BewG § 121 Abs. 2 Nr. 3, § 103 Abs. 1; DBA BEL; EWGV Art. 7 (jetzt Art. 6); EWGV Art. 52; EWGVtr Art. 58

 

Verfahrensgang

Niedersächsisches FG

 

Tatbestand

Die Klägerin und Revisionsklägerin (Klägerin) ist eine belgische Kapitalgesellschaft, die im Inland lediglich eine Betriebstätte unterhält. Für diese erstellt sie Jahresabschlüsse. Das vom Kalenderjahr abweichende Wirtschaftsjahr beginnt am 1. November und endet am 31. Oktober.

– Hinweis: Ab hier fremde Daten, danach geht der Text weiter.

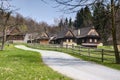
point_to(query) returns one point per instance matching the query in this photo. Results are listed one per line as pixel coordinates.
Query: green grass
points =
(95, 55)
(16, 64)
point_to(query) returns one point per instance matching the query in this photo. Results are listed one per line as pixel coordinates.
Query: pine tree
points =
(101, 21)
(70, 22)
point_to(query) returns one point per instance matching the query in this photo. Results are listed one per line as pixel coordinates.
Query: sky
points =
(40, 11)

Der Geschäftsverkehr mit der belgischen Zentrale wird über Kontokorrentkonten abgewickelt, deren Saldo vom Beklagten und Revisionsbeklagten (Finanzamt - FA -) bei der Feststellung des Betriebsvermögens auf den 1. Januar 1973 als Verbindlichkeit berücksichtigt wurde. Daneben wird ein besonderes Verrechnungskonto geführt, auf dem lt. Bilanz zum 31. Oktober 1972 u.a.eine Mittelzuführung durch die belgische Zentrale in Höhe von ... DM sowie der bei der inländischen Betriebstätte entstandene Gewinn 1971/1972 ausgewiesen wurden. Nach den Feststellungen des Betriebsprüfers betrug der Passivsaldo dieses Verrechnungskontos (auf den 31. Oktober 1972) ... DM. Dieser Saldo wurde vom FA in vollem Umfang zum Eigenkapital der Klägerin gerechnet. Dementsprechend stellte das FA den Einheitswert des inländischen Betriebsvermögens auf den 1. Januar 1973 nach dem Ergebnis der Außenprüfung auf ... DM fest.

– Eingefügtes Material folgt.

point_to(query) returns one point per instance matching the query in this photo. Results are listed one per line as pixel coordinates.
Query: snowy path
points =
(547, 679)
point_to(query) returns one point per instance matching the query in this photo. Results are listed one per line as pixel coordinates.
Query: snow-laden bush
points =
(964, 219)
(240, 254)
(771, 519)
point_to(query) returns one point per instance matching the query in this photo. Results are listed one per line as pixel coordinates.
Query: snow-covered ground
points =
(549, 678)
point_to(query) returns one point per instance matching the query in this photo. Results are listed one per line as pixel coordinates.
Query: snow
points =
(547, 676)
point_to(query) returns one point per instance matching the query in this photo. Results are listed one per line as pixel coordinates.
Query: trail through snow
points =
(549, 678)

Nach erfolgslosem Einspruch begehrte die Klägerin mit ihrer Klage, den Einheitswert unter Berücksichtigung des Verhältnisses von Eigenkapital und Fremdkapital des Gesamtunternehmens auf ... DM festzustellen.

Das Finanzgericht (FG) hat die Klage mit seinem in den Entscheidungen der Finanzgerichte (EFG) 1988, 221 veröffentlichten Urteil abgewiesen.

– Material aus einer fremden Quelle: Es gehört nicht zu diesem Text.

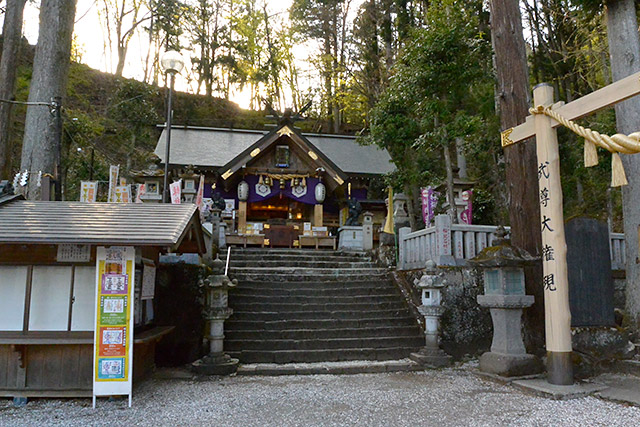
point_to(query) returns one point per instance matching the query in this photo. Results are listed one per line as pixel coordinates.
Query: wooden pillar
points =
(242, 217)
(317, 215)
(554, 246)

Mit der Revision rügt die Klägerin die Verletzung formellen und materiellen Rechts. Sie beantragt, unter Aufhebung der Vorentscheidung den Einheitswert auf ... DM herabzusetzen.

Die Klägerin macht außerdem geltend, daß die Ablehnung des von ihr begehrten Schuldenabzugs zu einer Abweichung von der Entscheidung des Bundesfinanzhofs (BFH) vom 20. Juli 1988 I R 49/84 (BFHE 154, 465, BStBl II 1989, 140) führe, denn § 103 Abs. 1 des Bewertungsgesetzes (BewG) und § 50 Abs. 1 des Einkommensteuergesetzes (EStG) stimmten bezüglich der Frage des wirtschaftlichen Zusammenhangs wörtlich überein. Die Voraussetzungen nach § 11 der Finanzgerichtsordnung (FGO) für eine Vorlage an den Großen Senat seien daher erfüllt.

Darüber hinaus stelle die Versagung des Abzugs der anteiligen Verbindlichkeiten der Zentrale bei der Ermittlung des Einheitswerts des Betriebsvermögens der inländischen Zweigniederlassung eine nach Art. 52 und 58 des Vertrages zur Gründung der Europäischen Wirtschaftsgemeinschaft (EWGV) verbotene Diskriminierung dar. Die Klägerin beantragt deshalb hilfsweise, die Sache dem Gerichtshof der Europäischen Gemeinschaften (EuGH) gemäß Art. 177 EWGV vorzulegen.

 

Entscheidungsgründe

Die Revision der Klägerin ist unbegründet und daher zurückzuweisen (§ 126 Abs. 2 FGO).

1. Die von der Klägerin erhobenen Verfahrensrügen greifen nicht durch. Dies bedarf keiner weiteren Begründung (Art. 1 Nr. 8 des Gesetzes zur Entlastung des Bundesfinanzhofs - BFHEntlG -).

2. Das FG hat zutreffend entschieden, daß der Saldo des Verrechnungskontos, der aus dem Betriebstättengewinn und aus der Mittelzuführung durch das Stammhaus resultiert, insgesamt als Eigenkapital der inländischen Betriebstätte anzusehen ist.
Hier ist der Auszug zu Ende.